Published: 10 February 2020, 12:45 | By: Till Bayer
When exams are drawing near or assignments are due, many students become anxious. There can be many reasons for the tension – one factor being that with exams, only the student’s performance on the day counts and the result is final. For the final grade, students’ learning processes and whether or not they were attentive and active in seminars are often irrelevant.
However, change is in sight. Digitisation is throwing up many creative ideas for ways in which universities, with the help of digital media, can move away from traditional but rigid forms of assessment. One such idea has been developed by the Romance languages scholar Diana Di Maria of Friedrich Schiller University, Jena. For her project ‘E-Portfolio as an assessment format to accompany the study programme’, 34-year-old Di Maria has won an award in the Thuringian competition ‘Innovation in digital university teaching’. The prize is accompanied by funding of 30,000 euros.

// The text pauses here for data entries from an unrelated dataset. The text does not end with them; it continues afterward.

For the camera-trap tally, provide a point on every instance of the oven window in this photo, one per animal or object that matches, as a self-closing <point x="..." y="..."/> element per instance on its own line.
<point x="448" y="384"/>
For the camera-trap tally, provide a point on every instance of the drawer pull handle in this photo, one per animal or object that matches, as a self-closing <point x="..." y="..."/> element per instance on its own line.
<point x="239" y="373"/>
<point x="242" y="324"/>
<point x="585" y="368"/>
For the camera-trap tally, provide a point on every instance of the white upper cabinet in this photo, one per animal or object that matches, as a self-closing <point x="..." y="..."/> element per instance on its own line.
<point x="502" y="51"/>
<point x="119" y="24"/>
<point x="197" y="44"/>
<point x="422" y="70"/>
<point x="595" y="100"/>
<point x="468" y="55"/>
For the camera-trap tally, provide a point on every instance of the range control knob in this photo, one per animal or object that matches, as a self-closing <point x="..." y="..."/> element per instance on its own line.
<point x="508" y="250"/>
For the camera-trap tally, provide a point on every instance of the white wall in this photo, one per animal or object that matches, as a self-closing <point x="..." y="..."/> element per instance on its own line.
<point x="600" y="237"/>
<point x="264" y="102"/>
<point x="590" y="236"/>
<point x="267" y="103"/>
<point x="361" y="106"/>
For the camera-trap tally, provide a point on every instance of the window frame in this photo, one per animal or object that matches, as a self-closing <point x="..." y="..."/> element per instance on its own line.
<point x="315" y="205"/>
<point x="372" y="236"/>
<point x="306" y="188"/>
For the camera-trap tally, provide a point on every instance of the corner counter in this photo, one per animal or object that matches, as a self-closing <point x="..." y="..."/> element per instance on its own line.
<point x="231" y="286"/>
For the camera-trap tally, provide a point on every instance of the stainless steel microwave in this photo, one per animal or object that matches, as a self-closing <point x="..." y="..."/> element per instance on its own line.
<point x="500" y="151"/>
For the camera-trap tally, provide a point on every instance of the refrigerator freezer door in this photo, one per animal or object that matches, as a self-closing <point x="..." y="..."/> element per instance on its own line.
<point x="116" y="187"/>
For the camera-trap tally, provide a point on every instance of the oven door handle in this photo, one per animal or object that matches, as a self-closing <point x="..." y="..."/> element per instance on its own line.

“The E-Portfolio is a kind of online folder that students use throughout their course,” explains Di Maria. “In this folder, they collect their exam and other assessment results, as well as course materials, and they can also use it to discuss with lecturers and fellow students.” In her project, Di Maria will develop such an E-Portfolio for the planned interdisciplinary Master’s programme ‘Literary Translation’. Students will start by choosing a major subject from the many different language and literature options at the University of Jena, such as Slavonic Studies, Latin or Romance Languages. A supervisor from that subject will then be assigned to them. Through the E-Portfolio, the supervisor will have an overview of the student’s academic progress and will carry out assessments, which will be chosen in consultation between the supervisor and the student.
However, the E-Portfolio offers more than just the benefits of individual supervision. Students will be able to discuss translated texts, which they have uploaded to the portfolio, with lecturers and other students. The long-term archiving of texts will make it easier for students to build up their strengths and improve weaker areas. In addition, through the E-Portfolio – accessible at any time and from anywhere – they will be able to keep in contact with translation experts who come to the University for workshops over several days. Last but not least, the digital facility will include a function that students can use to collect together their outstanding texts and assessment results to create a profile. In this way, all their documents will be virtually a click away, so that they can easily apply for grants, internships or their first job following graduation.
Diana Di Maria developed the idea for the E-Portfolio during a number of professional training courses at Jena University’s “LehreLernen” (Learn to Teach) service centre. With the funding provided by the Thuringian Ministry for Economic Affairs, Science and Digital Society, and the Stifterverband (joint German industry initiative for promoting science and higher education), she will soon be able to make her idea a reality. From March, she wants to test, in selected lectures and seminars, which software is most appropriate for the E-Portfolio and how it can best be integrated as an aid into the study plan. Afterwards, she wants to train the teaching staff how to use the software and she will write a manual, to be complemented by video tutorials.
“After the training phase, all teaching staff in the new study programme should be familiar with the E-Portfolio and be able to answer questions from students,” says Di Maria. “If the project is a success, it could even be extended to other Master’s programmes at the University of Jena.”